We had new episodes this past month on the topics of:
Breastfeeding (Yes, apparently it is still controversial at times which completely boggles my mind.)
Body image (An area I still struggle with, though obviously not enough to actually WORK OUT and do something about it.)
Blogging about your teens (I am walking this line as are Kelly and Lindsay. Oh the stories I could share but chose not to. It kind of makes me wish I had never taught my children to read.)
(It was just as much fun as I thought it would be)
My eldest son found out yesterday that he made the summer baseball team that he tried out for last week. HURRRRRAAYYYYYYY!!!
His excitement is tempered only by the fact that he must cut his hair. The coach told the kids that everyone on the team will have short hair, no long haired hippies. Helllllooooo, Texas, you crazy, crazy state.
(I probably should wash my car someday, though I think the dirt might be what is holding the car together.)
He also needs some new baseball pants. I brought him to the store and he did not like the pants, for reasons that are completely inconsistent and irrational to everyone but him. After “discussing” said pants in the store, where the store owner agreed with me that the pants fit just fine and are in fact the pants the entire team will be wearing as their uniform, we left empty handed.
There was lots of eye rolling.
Mostly from me.
Because if they aren’t going to let you have long hair, do you honestly think they are going to let you wear whatever kind of pants you feel like? Huh? You don’t know? I do and the answer is NO.
(Today Miles is sporting his swim goggles, life vest, and suitcase filled with stuffed animals. He is ready for anything. Luckily this balances out the teenage angst in the house.)
Now we are home and he is glaring at me, in the way that only teenagers are capable. Clearly it is all my fault that the pants do not fit him in the way that he imagines they should fit. Which, for the record, it would seem he imagines CLOWN PANTS. I told him that Manny Ramirez probably has his pants custom made, and no, we will not be doing that.
Poor child, he is so deprived.
Or else retarded from all those years of riding his bike without a helmet through a mine field of cobras, broken glass, hypodermic needles and used condoms.
Last night Miles asked his 10 yr old brother to teach him how to ride a bike.
Miles climbed on the seat with instructions to “just keep pedalling.”
His brother ran behind him and pushed the bike as fast as he could…
And then he JUST. LET. GO. Much like people who teach kids to swim by tossing them into the pool, it was either ride the bike or crash.
I held my breath.
And watched him ride down the street, coming toward me.
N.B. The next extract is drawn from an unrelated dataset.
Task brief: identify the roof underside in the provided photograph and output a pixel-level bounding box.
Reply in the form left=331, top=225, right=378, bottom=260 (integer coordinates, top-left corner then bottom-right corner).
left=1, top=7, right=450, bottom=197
Getting closer and closer.
“Did you teach him how to stop?” I yelled.
“No, I kind of thought he would fall before he would need to know how to stop!”
He rode the (princess) bike up and down the street in front of our house as it got darker and darker outside. Everyone* in our family came outside to see him ride and cheer him on. Eventually the street lights came on we went into the house.
On the way up the front steps Miles grabbed his brother’s arm, “Thanks for teaching me to ride a bike!”
“You’re welcome.”
The sweetness** was too much for me to bear and I was forced to eat them.
*******
* Okay, not everyone. My daughter was incredibly angry and vocal with her anger that her younger brother dared to learn to ride a bike at 4 years old when she was not able to do so until she was almost six.
Since her cries of “Push him down and make him stop,” were not heeded by us she did the next best thing which was to stand on the edge where the driveway meets the street and scream on the top of her lungs like she was being dragged behind the bike instead of merely watching it drive by her.
** This morning when Rob left for work he discovered that someone had scratched the entire side of his car, probably with the handle of one of their bikes or scooters when they rode too close to the car. That was not so sweet.